Si usted pertenece, como yo, a esa clase de pasmados que se preguntan cómo es posible que en España se vendan coches todoterreno modelo Pajero o patatas fritas con el título intimidador de Pringles (con lo fácil que es pringarse con una patata frita), este artículo le interesa. Por cierto, los chocolates crujientes Huesitos -una perfecta conjunción de fondo y forma- ya no se fabricarán en España, sino en Polonia, qué rollo. Aquí hay una pista porque otro chocolate crujiente, de Benetússer a más, el Meivel, pobló de delicias mis ensueños infantiles gracias a su sabor y audacias en amarillo y añil. Luego, de adolescente, conocí a dos chicas de Benetússser cuya boquita olía a ese chocolate. Ni que decir tiene que, como diría el viejo Dylan, las dos sacaron al poeta que había en mí.

El caso es que Mikel López Iturriaga, alias el Comidista, recogió una relación de alimentos cuyo nombre a veces echa para atrás y otras, promete cosas que no puede dar. Por ejemplo, hay unos vinos del Véneto que se llaman Follador (y hay cuatro distintos), un verdejo que se llama Cuatro Rayas (ideal para la fiesta, pero sin hacer milagros), la calidad de ciertos vinos húngaros se sigue midiendo en puttonyos y hay un vino californiano que se intitula Kagan. En efecto, el más famoso asesor de Bush Niño es Robert Kagan. No podía ser de otro modo.

También hay un jabón íntimo que se llama Chilly (guindilla, en inglés), una crema de verduras que recibe el nombre de Pota, un bizcocho filipino que se llama Puto y unas galletas danesas con el nombre de Ano y el subtítulo Danish Fiesta.
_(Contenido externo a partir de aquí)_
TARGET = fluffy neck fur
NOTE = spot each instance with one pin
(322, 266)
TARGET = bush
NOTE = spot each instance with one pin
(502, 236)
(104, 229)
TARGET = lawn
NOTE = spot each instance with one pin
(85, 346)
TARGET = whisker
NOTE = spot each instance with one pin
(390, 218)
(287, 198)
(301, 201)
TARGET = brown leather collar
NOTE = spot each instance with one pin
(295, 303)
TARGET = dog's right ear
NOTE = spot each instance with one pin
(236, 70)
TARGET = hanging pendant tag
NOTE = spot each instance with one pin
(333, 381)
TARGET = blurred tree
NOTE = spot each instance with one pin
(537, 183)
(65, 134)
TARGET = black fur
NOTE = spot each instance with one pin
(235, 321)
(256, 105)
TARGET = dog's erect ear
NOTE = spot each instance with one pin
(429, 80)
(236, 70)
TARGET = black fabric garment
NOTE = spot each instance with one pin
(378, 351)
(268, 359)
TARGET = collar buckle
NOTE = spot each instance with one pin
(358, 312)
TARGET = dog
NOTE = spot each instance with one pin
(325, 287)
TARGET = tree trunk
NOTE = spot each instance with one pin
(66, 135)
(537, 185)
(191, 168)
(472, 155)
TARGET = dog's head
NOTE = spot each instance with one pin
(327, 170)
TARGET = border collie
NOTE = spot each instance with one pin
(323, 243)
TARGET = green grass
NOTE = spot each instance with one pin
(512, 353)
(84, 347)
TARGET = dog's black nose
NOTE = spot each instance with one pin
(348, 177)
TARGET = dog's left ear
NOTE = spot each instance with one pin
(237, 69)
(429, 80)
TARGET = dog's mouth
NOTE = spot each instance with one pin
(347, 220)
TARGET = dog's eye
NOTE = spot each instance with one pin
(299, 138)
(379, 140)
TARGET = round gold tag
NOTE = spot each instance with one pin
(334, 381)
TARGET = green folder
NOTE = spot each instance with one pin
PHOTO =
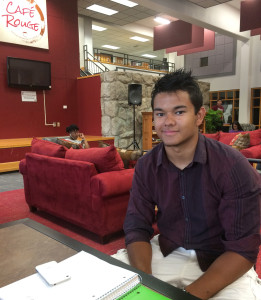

Tampoco hace falta jugar con las dislocaciones provocadas por el cambio de lengua (la divisa europea cambió su nombre inicial porque significaba algo guarro en griego): en España hay galletas que se llaman Chochitos ricos y aguardientes Hijoputa, pero eso ya es Celtiberia. Cuando algo se impone por la vía fáctica y hasta parece signo de distinción, incluso la palabra más idiota empieza a parecer adorable.